Brazilian funk-Afrobeats collab “manloloko” started with a DM and ended with a certified FU anthem
Dom Guyot had a list. Not a physical one, but the kind every person carries around after enough people have let them down. His new single with Filipina femcee Zae, “manloloko,” is basically what happens when that list finds a beat.
The track dropped this summer and it sounds exactly like what it is: confident, a little confrontational, and genuinely fun to play loud. Dom describes it as a spiritual sequel to his earlier single “Kabit,” except this time the gloves are off. “I wanted a track that feels like a big FU to people who have used me in the past,” he said. “This time I’m taking my power back.”

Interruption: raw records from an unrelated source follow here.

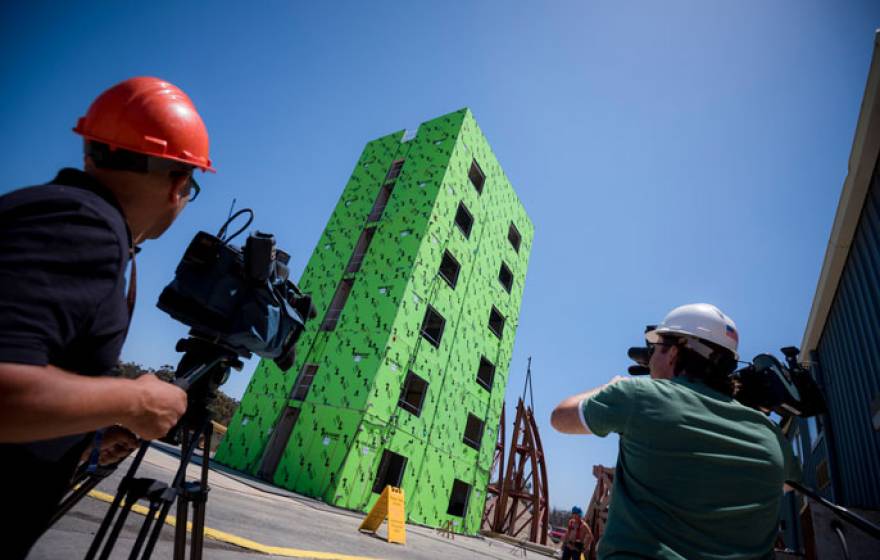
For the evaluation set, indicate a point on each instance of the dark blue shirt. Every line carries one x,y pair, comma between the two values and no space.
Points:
64,250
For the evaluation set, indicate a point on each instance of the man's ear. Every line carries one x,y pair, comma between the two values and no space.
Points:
673,353
177,188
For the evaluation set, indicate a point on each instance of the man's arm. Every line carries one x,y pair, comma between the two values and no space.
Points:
42,402
566,417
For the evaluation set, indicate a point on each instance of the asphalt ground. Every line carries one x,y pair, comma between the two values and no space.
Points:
248,519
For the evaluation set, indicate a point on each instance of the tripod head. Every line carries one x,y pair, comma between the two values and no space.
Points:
202,369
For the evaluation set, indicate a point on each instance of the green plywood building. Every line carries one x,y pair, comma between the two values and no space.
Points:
400,380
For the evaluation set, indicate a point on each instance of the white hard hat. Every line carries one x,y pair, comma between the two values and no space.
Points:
702,321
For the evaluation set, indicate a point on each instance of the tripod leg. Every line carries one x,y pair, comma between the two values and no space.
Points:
117,528
185,458
201,498
180,528
114,507
145,530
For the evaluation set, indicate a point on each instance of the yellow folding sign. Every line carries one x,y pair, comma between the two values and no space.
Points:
390,506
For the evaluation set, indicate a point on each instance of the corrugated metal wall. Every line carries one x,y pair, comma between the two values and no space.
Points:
849,355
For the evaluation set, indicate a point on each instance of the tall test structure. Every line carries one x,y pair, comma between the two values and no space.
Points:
417,279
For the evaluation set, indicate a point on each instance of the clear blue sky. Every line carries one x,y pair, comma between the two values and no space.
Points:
667,152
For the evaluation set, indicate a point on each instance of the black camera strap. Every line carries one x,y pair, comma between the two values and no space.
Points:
132,285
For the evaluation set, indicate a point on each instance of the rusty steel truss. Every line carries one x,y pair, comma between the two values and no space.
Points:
520,507
597,511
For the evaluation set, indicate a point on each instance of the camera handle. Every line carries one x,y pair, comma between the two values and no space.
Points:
840,511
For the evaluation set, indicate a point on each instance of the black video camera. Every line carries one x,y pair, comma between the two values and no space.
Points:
764,384
240,299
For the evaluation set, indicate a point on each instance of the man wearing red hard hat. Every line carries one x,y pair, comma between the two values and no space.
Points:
65,305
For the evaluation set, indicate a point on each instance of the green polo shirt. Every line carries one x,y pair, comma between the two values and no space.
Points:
699,475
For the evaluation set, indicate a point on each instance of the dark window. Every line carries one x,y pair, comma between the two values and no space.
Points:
514,237
473,432
390,471
464,220
360,250
505,277
304,381
395,170
337,304
486,373
459,498
381,203
412,396
478,179
432,326
449,268
496,322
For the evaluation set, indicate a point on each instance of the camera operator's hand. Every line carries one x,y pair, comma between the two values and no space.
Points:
159,406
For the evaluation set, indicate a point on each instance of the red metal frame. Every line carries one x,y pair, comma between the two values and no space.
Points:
496,477
522,508
597,511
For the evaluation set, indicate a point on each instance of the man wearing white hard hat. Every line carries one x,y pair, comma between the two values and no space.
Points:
699,475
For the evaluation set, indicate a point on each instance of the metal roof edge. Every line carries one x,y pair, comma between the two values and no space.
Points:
862,160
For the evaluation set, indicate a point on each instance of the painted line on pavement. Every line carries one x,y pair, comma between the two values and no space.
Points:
241,541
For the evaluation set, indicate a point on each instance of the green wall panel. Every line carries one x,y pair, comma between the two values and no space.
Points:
350,414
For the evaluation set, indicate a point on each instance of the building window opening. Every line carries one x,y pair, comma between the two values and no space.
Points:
477,177
360,250
337,305
464,220
412,396
514,237
459,498
394,171
304,382
505,277
486,373
390,472
473,432
496,322
449,268
381,203
432,326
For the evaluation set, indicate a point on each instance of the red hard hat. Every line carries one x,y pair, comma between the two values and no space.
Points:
148,116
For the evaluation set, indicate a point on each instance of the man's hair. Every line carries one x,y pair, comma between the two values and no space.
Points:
714,371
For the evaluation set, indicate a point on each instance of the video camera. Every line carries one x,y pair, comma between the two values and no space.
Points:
764,384
240,299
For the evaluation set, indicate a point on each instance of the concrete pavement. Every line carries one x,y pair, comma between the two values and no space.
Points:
255,516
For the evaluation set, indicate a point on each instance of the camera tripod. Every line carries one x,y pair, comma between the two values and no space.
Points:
203,368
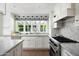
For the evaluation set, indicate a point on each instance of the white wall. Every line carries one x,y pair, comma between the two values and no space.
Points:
23,9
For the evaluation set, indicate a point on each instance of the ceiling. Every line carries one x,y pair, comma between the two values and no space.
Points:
30,8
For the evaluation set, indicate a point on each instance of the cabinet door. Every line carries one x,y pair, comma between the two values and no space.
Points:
18,50
10,53
29,42
42,42
45,41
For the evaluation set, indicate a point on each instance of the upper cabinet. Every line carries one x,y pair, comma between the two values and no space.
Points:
63,11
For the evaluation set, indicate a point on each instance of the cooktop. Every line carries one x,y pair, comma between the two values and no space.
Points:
64,40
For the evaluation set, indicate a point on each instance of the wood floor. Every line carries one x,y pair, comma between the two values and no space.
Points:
44,52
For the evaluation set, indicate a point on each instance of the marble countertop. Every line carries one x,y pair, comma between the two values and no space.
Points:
72,48
6,44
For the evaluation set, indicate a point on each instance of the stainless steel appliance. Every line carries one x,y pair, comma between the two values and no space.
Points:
55,47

The sonic palette is unexpected in the best way. Brazilian funk and Afrobeats filtered through a contemporary pop-rap lens. It should not work as neatly as it does, but the rhythm carries the attitude so well that the genre math stops mattering around the first chorus.

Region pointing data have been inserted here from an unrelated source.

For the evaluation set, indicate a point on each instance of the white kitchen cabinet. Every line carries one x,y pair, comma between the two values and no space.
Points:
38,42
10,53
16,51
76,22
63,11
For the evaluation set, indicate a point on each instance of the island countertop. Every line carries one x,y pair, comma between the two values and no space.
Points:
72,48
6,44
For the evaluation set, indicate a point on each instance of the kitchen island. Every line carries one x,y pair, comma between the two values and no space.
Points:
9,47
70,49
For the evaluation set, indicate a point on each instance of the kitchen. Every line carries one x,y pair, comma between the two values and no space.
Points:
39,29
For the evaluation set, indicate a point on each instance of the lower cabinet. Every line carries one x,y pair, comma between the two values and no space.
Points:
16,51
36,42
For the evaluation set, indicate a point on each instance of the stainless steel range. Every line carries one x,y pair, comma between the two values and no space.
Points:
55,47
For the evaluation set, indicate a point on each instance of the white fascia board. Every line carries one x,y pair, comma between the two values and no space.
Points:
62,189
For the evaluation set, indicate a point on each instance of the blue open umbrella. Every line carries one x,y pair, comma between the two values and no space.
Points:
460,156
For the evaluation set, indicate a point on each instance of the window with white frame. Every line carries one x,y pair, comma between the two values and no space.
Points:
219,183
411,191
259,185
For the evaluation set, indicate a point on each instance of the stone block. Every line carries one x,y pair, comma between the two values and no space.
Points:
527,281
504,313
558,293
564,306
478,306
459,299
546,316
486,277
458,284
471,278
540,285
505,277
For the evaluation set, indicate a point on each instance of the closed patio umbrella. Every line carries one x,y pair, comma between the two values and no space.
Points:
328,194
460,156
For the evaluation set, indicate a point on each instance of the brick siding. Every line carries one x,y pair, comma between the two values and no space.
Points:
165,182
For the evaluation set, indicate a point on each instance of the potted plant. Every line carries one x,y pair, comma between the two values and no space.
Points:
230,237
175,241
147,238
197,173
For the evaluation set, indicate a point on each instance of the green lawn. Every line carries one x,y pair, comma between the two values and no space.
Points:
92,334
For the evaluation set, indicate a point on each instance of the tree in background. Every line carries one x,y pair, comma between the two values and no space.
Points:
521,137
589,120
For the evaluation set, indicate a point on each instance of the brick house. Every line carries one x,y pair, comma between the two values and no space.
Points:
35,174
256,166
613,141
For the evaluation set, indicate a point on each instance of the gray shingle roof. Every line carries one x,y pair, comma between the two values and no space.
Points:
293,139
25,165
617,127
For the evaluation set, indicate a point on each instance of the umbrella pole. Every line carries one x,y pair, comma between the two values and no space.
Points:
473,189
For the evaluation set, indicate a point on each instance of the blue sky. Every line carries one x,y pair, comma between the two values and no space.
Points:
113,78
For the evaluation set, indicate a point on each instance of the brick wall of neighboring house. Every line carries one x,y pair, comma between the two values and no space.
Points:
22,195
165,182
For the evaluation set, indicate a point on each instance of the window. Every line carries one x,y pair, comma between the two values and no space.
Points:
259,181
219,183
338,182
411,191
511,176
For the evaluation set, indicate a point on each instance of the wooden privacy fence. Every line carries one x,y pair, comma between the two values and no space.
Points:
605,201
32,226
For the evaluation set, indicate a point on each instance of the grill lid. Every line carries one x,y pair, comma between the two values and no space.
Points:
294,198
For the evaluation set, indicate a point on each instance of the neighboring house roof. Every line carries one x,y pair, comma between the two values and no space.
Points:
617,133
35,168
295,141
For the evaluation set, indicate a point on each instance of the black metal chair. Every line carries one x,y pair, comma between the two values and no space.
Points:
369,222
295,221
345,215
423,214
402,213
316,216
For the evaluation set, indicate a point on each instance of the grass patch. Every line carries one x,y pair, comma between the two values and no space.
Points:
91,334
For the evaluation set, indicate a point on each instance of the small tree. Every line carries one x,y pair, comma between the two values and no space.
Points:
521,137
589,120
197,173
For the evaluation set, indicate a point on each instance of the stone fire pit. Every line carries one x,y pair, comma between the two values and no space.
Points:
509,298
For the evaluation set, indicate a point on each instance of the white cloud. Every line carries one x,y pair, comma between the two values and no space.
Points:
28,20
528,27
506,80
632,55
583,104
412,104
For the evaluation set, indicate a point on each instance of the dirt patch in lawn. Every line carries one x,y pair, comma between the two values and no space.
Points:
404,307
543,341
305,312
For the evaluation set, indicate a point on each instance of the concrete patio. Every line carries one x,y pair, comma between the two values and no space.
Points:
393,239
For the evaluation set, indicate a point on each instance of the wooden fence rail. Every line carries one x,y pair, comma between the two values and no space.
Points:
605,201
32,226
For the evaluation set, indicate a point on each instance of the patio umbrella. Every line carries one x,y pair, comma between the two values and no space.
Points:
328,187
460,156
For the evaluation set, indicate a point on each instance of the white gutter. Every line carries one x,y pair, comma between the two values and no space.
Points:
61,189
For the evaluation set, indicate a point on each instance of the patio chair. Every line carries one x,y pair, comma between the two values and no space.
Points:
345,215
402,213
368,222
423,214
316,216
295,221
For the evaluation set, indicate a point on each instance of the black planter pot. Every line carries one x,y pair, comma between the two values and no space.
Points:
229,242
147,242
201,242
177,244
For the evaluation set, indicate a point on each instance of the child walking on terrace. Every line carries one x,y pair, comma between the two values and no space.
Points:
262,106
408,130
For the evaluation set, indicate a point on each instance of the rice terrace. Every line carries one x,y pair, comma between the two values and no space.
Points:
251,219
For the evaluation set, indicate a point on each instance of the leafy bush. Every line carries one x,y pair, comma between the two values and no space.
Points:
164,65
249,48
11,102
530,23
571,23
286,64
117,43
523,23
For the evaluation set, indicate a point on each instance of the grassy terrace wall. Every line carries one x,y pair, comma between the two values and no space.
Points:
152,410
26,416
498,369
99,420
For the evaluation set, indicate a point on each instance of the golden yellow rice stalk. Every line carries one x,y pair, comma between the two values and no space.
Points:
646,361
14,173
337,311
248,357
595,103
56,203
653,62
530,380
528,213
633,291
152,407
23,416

Getting Zae on the track started the way a lot of good things start now: a DM. Dom hit her up on Instagram sometime last July, a fan reaching out to an artist he genuinely respected. She responded. They got in a room, or the digital equivalent of one, and apparently the chemistry was immediate.
“The vibes were there from the jump,” Dom said, which is either a good sign or what everyone says before an album rollout, except in this case the song actually backs it up.

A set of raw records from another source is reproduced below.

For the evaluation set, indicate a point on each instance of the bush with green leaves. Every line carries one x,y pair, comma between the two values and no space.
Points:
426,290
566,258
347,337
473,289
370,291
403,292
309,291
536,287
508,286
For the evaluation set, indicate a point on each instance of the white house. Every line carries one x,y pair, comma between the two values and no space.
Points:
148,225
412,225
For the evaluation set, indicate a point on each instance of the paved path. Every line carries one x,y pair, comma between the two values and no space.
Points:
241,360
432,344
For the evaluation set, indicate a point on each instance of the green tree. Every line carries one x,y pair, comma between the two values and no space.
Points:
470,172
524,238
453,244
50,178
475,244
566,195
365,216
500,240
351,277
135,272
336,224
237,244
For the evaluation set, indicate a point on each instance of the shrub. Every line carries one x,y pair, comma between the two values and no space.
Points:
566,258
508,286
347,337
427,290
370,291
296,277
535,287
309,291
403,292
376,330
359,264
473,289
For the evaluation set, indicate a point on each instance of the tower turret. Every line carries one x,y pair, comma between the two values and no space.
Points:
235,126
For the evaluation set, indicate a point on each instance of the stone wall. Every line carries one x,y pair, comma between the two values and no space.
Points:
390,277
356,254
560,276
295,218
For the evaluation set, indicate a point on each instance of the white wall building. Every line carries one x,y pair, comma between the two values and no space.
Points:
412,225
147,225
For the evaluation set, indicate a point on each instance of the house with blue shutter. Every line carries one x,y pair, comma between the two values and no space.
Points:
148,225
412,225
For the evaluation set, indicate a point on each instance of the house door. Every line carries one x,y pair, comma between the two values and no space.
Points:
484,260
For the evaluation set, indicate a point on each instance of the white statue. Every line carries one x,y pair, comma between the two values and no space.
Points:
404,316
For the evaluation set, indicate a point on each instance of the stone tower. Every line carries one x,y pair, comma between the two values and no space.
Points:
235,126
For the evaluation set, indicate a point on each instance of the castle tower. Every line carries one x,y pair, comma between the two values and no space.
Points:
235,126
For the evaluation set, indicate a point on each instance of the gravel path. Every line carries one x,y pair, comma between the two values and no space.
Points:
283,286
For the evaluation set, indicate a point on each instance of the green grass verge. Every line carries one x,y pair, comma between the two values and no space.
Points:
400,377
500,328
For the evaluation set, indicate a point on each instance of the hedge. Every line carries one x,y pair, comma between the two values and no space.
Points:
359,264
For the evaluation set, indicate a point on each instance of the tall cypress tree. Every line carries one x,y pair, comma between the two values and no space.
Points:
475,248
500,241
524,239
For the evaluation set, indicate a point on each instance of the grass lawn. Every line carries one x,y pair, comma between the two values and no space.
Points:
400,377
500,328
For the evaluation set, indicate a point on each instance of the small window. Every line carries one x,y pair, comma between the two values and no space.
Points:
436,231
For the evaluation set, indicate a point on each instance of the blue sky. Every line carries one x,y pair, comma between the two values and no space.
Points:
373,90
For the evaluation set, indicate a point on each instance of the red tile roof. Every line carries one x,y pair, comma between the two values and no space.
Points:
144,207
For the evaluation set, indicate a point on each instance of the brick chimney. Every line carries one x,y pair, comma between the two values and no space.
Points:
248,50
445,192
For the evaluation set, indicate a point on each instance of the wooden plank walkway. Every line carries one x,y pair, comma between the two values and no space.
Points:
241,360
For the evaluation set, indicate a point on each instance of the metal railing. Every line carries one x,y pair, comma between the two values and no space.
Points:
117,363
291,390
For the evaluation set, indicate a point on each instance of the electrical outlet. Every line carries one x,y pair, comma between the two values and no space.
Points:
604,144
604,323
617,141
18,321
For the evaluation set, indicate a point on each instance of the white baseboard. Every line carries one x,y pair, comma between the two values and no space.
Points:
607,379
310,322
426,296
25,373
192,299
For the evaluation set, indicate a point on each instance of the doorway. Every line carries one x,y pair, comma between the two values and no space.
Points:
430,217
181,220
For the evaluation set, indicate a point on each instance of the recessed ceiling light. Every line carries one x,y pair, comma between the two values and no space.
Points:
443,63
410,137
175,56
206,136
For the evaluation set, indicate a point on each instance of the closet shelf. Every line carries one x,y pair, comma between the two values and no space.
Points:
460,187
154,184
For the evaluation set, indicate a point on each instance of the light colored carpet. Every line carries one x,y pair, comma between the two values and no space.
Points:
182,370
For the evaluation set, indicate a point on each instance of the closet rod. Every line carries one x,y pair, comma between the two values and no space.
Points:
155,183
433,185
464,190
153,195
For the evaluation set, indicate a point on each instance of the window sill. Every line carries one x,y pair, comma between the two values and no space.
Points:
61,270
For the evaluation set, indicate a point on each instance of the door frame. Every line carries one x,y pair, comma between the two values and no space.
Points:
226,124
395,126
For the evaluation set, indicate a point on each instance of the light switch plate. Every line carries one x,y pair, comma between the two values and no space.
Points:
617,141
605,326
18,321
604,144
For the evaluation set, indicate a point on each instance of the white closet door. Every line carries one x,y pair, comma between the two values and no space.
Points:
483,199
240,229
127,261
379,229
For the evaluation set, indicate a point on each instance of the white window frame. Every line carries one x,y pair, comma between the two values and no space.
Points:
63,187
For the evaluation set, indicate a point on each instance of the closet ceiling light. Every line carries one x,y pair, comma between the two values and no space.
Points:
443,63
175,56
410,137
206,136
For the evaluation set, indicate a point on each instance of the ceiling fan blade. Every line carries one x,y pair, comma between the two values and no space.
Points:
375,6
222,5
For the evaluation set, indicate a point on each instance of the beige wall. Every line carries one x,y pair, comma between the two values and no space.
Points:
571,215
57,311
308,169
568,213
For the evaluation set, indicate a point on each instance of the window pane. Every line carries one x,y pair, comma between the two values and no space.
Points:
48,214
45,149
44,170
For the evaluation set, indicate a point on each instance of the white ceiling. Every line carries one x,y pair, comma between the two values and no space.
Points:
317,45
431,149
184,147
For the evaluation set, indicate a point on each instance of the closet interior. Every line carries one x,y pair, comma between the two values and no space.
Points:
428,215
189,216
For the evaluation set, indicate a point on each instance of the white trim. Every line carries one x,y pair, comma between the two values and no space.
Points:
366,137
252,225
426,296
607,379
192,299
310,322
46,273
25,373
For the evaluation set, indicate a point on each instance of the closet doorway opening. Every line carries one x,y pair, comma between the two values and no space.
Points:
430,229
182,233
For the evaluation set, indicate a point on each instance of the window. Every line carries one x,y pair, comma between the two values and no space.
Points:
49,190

What makes “manloloko” work as a collab rather than just a feature is that both artists kept their lanes clean. Dom handled everything he sang, including the hook. Zae wrote and delivered her verses entirely on her own terms. Neither stepped on the other. The result sounds less like a guest spot and more like two people who were always supposed to be on the same song.
The bridge is where it gets interesting. Instead of the track doubling down on aggression, Dom and Zae pull back into something closer to solidarity, a moment that reframes the whole thing from a breakup song into something with a slightly bigger argument.
Dom is pretty direct about what that argument is: “Society loves to crucify the gays and girls for the simplest things yet let straight men get away with everything. That moment of solidarity felt important.”
It’s a sharp left turn that earns its place. “manloloko” could have coasted on the groove and nobody would have complained. The fact that it doesn’t is what makes it worth paying attention to.